Plot Summary: Kōsei Arima was a piano prodigy until his mother died when he was eleven years old. The shock of losing her made him lose any interest in piano, and his life has felt monotonous ever since. Then, when he's fourteen, his childhood friend Tsubaki introduces him to her classmate Kaori, a free-spirited violinist. Her enthusiasm reignites his interest in music and in life.
Director: Kyōhei Ishiguro
Runtime: 22 episodes/ 23 mins
Genre: Comedy, Drama, Psychological, Romance
Studio: A-1 Pictures
Internet Streaming: Crunchyroll
Licensed by: Madman Entertainment, Aniplex of America
- Natsuki Hanae as Kosei Arima
- Risa Taneda as Kaori Miyazono
- Ai Kayano as Nagi Aizato
- Ayane Sakura as Tsubaki Sawabe
- Mamiko Noto as Saki Arima
- Ryota Ohsaka as Ryota Watari
- Saori Hayami as Emi Igawa
- Shizuka Ishigami as Nao Kashiwagi
- Yuuki Kaji as Takeshi Aiza
Review: by KendrickYour Lie in April was a fantastic piece of animation. It told a heartwarming bittersweet tale of loss, courage and the beauty of love. The main character Kosei is reeling from the loss of his mother and due to the trauma can no longer hear the music he plays. This depression makes things worse as he feels he is rejecting his mother in death. As he struggles through his third year of middle school, his life significantly changes when he meets the young lady Kaori.
What I Liked:
This series had so much to like. Firstly, the story was excellent. Kosei was an emotional wreck. His mother had died, and that would be traumatic more anyone, but Kosei had a special relationship with her. As she got sicker and sicker, her fear of leaving her son drove her to be abusive. Kosei now has to reconcile his hate of his mother‘s actions with the love of as a person. This trauma manifests as a rejection; his body literally rejects the piano his mother loved so much and was the source of his abuse. No matter how much he wants to give up the piano he can’t because it is a part of him as a cherished memory of his mother.

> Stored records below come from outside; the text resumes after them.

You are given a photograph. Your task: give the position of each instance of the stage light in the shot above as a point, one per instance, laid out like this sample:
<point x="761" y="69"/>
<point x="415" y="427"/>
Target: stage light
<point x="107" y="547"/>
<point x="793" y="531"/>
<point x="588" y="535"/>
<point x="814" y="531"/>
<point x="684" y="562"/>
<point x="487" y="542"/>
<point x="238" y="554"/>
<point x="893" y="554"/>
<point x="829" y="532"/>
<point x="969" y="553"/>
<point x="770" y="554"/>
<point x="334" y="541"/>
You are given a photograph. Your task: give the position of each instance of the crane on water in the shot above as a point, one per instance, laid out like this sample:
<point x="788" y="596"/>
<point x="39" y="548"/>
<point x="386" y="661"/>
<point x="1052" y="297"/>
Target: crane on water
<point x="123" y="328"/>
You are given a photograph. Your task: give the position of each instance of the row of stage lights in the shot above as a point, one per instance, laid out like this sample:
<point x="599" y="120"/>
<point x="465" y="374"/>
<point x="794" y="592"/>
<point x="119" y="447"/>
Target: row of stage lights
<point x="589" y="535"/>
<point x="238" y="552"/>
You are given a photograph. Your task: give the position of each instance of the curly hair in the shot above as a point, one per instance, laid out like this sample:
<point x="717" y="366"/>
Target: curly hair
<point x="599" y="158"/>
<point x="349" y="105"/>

Enter Kaori. She visually enters the same way she eventually leaves an as a bright, vibrant star. I loved how she was introduced to the show. She is almost ephemeral like a dream as she plays the melodica in a park for some children. Over the course of the show her love both fierce and tender would both destroy Kosei as he is now, but make him a better pianist and person. As much as Kosei was the central character of the show she was the star. Knowing she only had a small amount of time left due to her illness, she resolved to fall in love with her idol Kosei. I called her a star before and just like a star she shined brightest before winking out.
This show was able to take a clichéd plot and puts so much heart into it that the audience can overlook the small things. Every cliché is taken to the next level to produce a better overall story. His best friend is in love with him, cliché, but ironically even though she is so close to him she can’t save him from his trauma. He has two pianist rivals, cliché, but they are less so rivals than disciples who want to surpass the master. Even Kaori, who is the doomed love, cliché, has to symbolically be Kosei’s mother, friend, and the ultimate girlfriend to help him realize who he is and who he wants to be.
As much as this show was about relationships and getting over trauma, it showed it through its music. This show took an excellent approach to storytelling with music. When a character performed a piece of music, the way they played it left nothing to the imagination about how they felt. The music would be accompanied by scenes that the pianists were visualizing, but they were often supplementary. When a musician is the show played their emotions rang out. Often when a character had a strong emotion and managed to get it across to the audience it would often leave that very audience speechless.
What I Didn’t Like:
About the only thing I didn’t like about the show was Kosei’s female best friend, Tsubaki. Her character was critical to the show but I found her “will she /won’t she” attitude boring. I also did not like the way she interfaced with Kosei. It almost felt like she somehow picked up his mother’s habit of abuse in the name of love. When Kaori would hit him, it seemed like she was mirroring his mother in an attempt to heal, in contrast it seemed Tsubaki would hit Kosei out of frustration.